Dans le camp de Gilles Simeoni, le chef de l’exécutif nationaliste, l’incertitude est plus que jamais de mise. Le patron de la communauté corse le sait : il a investi beaucoup de crédit politique dans ces négociations et sans doute une lourde part de légitimité, y compris au vu de son bilan controversé à la tête de la région.

Un vote massif pour le RN

Du côté du gouvernement, on a surtout observé un autre phénomène : si, dimanche 9 juin, le Rassemblement national de Jordan Bardella triomphait aux élections européennes avec plus de 31 % des voix – soit deux fois plus que la liste macroniste de Valérie Hayer (14 , 6%) – en Corse, la tendance a été encore plus marquée. Avec dix points de plus que la moyenne nationale, le parti de Marine Le Pen écrase la concurrence. Loin, très loin devant la liste soutenue par Emmanuel Macron (13,2%), sur fond de forte abstention, à 57%.

Ce vote massif pour le RN pourrait faire pencher la balance vers un abandon du projet. D’abord parce que le parti à la flamme a affiché ouvertement son hostilité à l’idée d’un statut autonome pour l’île. Dans les colonnes de Corse-Matinle 5 juin, Jordan Bardella craignait que cette réforme constitutionnelle ne constitue en réalité le « marchepied vers l’indépendance ».

Sa formule ne laisse aucun doute quant à la position de son parti sur ce projet : « L’autonomie qui est défendue par un certain nombre de mouvements politiques et nationalistes se traduira par la fin des garanties sociales, notamment en matière de santé, d’éducation, alors que la Corse est l’une des régions les plus pauvres de notre pays avec 75 000 personnes vivant en dessous du seuil de pauvreté. »

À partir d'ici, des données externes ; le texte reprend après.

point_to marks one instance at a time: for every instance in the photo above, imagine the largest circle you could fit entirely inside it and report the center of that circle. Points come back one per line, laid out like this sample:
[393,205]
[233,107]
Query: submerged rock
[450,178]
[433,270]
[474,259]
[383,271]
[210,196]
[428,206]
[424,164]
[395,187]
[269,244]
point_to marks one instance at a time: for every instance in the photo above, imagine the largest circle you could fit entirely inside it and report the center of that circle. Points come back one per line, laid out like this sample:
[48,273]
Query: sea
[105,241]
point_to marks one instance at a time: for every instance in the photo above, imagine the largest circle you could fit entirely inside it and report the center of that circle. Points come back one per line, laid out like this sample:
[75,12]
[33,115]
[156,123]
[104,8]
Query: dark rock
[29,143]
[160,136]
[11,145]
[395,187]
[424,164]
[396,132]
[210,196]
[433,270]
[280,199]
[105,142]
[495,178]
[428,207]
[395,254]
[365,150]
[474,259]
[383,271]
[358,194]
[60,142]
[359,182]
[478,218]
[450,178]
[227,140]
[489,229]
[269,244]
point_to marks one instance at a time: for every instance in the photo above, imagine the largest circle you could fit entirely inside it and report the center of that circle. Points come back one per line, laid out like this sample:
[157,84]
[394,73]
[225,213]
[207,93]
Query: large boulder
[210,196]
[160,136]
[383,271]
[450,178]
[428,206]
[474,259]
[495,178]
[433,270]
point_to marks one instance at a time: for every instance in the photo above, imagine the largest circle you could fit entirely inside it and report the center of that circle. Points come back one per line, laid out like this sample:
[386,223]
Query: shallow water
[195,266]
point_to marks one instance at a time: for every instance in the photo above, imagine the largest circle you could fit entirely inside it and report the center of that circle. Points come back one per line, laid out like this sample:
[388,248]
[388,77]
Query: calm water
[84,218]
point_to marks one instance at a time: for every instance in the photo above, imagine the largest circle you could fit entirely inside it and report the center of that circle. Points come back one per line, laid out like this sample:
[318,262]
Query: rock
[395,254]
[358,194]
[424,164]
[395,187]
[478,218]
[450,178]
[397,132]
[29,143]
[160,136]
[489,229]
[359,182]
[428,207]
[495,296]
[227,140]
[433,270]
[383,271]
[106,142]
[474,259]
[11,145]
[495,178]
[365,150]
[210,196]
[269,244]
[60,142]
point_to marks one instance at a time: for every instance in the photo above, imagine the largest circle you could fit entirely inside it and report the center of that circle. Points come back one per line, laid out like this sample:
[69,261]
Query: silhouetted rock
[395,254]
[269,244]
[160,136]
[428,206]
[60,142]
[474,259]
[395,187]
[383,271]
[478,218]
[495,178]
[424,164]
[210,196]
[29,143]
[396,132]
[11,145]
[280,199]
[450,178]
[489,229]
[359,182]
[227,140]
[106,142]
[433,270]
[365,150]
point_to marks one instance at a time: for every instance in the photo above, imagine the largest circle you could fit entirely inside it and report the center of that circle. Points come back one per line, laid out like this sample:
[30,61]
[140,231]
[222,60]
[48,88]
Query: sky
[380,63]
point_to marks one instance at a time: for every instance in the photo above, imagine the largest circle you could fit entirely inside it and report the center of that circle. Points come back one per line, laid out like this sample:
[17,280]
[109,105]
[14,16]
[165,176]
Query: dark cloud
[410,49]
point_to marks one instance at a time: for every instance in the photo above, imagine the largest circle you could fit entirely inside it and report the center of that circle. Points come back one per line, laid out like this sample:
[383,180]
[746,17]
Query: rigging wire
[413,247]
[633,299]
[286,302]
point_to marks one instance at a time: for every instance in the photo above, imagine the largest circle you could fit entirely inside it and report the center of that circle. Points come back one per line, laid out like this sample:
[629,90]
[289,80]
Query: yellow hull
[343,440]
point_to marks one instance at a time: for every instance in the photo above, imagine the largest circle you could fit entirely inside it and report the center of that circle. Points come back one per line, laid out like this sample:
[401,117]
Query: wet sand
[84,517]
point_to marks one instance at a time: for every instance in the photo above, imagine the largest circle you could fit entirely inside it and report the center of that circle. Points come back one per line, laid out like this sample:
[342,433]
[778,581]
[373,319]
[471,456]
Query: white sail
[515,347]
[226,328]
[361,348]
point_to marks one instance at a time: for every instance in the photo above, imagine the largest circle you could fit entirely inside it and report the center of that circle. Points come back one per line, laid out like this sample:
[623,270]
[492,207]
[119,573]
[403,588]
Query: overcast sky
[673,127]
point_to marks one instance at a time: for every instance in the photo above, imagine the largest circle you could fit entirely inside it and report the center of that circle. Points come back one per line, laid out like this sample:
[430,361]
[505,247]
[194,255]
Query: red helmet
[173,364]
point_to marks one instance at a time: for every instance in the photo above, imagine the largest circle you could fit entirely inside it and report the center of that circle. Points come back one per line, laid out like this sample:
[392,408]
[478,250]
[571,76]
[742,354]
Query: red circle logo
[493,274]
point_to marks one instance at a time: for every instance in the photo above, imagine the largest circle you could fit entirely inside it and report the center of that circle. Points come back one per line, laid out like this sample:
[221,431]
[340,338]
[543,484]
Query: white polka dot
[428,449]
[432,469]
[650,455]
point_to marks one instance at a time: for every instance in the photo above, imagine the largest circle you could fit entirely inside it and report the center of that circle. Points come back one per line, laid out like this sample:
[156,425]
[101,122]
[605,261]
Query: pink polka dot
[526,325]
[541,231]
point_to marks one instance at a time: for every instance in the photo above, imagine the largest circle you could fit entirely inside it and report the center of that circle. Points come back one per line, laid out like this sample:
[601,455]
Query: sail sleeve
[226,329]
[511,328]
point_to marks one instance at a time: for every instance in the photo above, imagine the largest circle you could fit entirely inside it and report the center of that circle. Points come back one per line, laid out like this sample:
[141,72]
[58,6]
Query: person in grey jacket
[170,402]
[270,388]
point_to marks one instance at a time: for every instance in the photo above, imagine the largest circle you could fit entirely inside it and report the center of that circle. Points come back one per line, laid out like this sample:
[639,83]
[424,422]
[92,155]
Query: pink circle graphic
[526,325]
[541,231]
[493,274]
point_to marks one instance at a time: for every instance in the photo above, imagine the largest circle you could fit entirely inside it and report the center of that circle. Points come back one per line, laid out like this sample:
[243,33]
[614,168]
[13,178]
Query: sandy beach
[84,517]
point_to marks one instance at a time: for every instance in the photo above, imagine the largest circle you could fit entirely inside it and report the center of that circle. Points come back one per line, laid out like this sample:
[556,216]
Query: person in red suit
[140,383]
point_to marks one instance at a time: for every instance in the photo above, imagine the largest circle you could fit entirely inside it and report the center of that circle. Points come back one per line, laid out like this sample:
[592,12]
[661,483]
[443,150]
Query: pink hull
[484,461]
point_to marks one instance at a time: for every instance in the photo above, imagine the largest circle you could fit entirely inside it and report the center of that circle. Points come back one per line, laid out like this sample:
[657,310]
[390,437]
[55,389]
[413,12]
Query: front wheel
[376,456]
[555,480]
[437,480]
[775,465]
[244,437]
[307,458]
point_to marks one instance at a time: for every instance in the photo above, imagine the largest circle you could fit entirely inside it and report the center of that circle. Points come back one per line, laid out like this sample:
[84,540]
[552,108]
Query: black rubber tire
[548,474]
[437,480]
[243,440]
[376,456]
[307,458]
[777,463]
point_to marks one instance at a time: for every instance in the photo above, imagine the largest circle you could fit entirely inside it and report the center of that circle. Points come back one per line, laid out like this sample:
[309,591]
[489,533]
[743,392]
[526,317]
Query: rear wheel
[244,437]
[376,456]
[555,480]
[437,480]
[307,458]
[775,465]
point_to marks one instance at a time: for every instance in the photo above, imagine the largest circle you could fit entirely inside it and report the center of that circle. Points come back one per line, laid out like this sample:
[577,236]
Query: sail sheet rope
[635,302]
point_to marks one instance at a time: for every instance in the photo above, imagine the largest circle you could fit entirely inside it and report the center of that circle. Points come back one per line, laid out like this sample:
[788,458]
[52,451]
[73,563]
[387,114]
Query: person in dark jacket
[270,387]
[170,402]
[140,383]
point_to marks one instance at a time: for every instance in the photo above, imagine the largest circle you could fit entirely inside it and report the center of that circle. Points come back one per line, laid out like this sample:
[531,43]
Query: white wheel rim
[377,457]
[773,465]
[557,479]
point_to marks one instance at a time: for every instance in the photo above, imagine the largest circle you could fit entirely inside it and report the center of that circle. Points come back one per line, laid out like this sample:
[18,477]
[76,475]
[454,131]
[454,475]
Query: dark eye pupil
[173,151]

Au gouvernement, on a aussi été attentif au silence assourdissant de Gilles Simeoni. Le manque de positionnement du leader de la majorité nationaliste, qui s’est bien gardé d’afficher officiellement son soutien au candidat soutenu de toutes ses forces par le camp présidentiel aux élections européennes, a fait tousser. A fortiori, car, au sommet de l’État, on voyait en ce leader autonomiste un « allié » pour maintenir les équilibres précaires et endiguer le durcissement du mouvement indépendantiste.

« Le gouvernement a fait sa part, en menant avec succès ces négociations de développement institutionnel », estime un député macroniste, qui a accès au Château. Il y a eu une dizaine de rencontres avec des élus corses, et encore davantage de face-à-face entre le président Simeoni et Gérald Darmanin. Ce manque de positionnement aux européennes est assez difficile à comprendre. »

« Il va falloir apporter des solutions à la Corse »

Après six années de relations contrastées entre l’exécutif local et Paris, l’ouverture, en mars 2022, de cette « discussion historique », censée déboucher sur l’autonomie, a marqué un tournant. Sur fond d’embrasement sur l’île, après l’attentat mortel contre l’indépendantiste Yvan Colonna par un codétenu jihadiste à la prison d’Arles (Bouches-du-Rhône), le ministre de l’Intérieur, dépêché en urgence par l’Élysée, avait résolu d’ouvrir “au nom de l’Etat” ces négociations délicates. Une concession inédite adressée aux nationalistes, tout comme le rapprochement sur l’île, un mois plus tard, des deux membres encore vivants du « commando d’Erignac » qui a commis l’assassinat du préfet en 1998.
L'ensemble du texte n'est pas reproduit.